This poem, written by Irish poet W.B. Yeats in 1919, is a rather dark view of a world that he felt was failing. I think it holds significant relevance today. While it holds spiritual imagery, it is not written as a “Christian” poem.
Pay attention to his imagery related to the problem, especially in the first verse: “the falcon cannot hear the falconer”, “the centre cannot hold”, and “the best lack all conviction…”.
I pray that, today, godly men and women would have conviction and be filled with passionate intensity.
Turning and turning in the widening gyre
The falcon cannot hear the falconer;
Things fall apart; the centre cannot hold;
Mere anarchy is loosed upon the world,
The blood-dimmed tide is loosed, and everywhere
The ceremony of innocence is drowned;
The best lack all conviction, while the worst
Are full of passionate intensity.
Surely some revelation is at hand;
Surely the Second Coming is at hand.
The Second Coming!

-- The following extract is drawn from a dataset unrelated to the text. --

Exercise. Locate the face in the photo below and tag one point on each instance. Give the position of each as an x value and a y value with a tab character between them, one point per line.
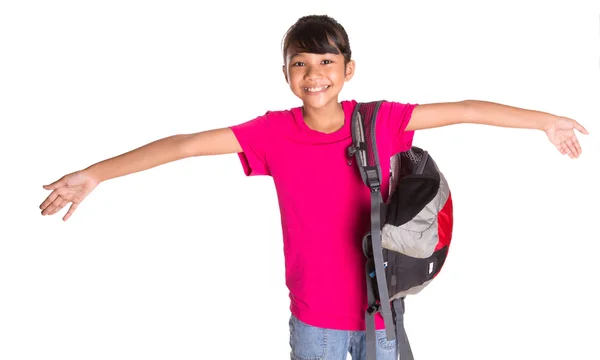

Hardly are those words out
When a vast image out of Spiritus Mundi
Troubles my sight: somewhere in sands of the desert
A shape with lion body and the head of a man,
A gaze blank and pitiless as the sun,
Is moving its slow thighs, while all about it
Reel shadows of the indignant desert birds.
The darkness drops again; but now I know
That twenty centuries of stony sleep
Were vexed to nightmare by a rocking cradle,
And what rough beast, its hour come round at last,
Slouches towards Bethlehem to be born?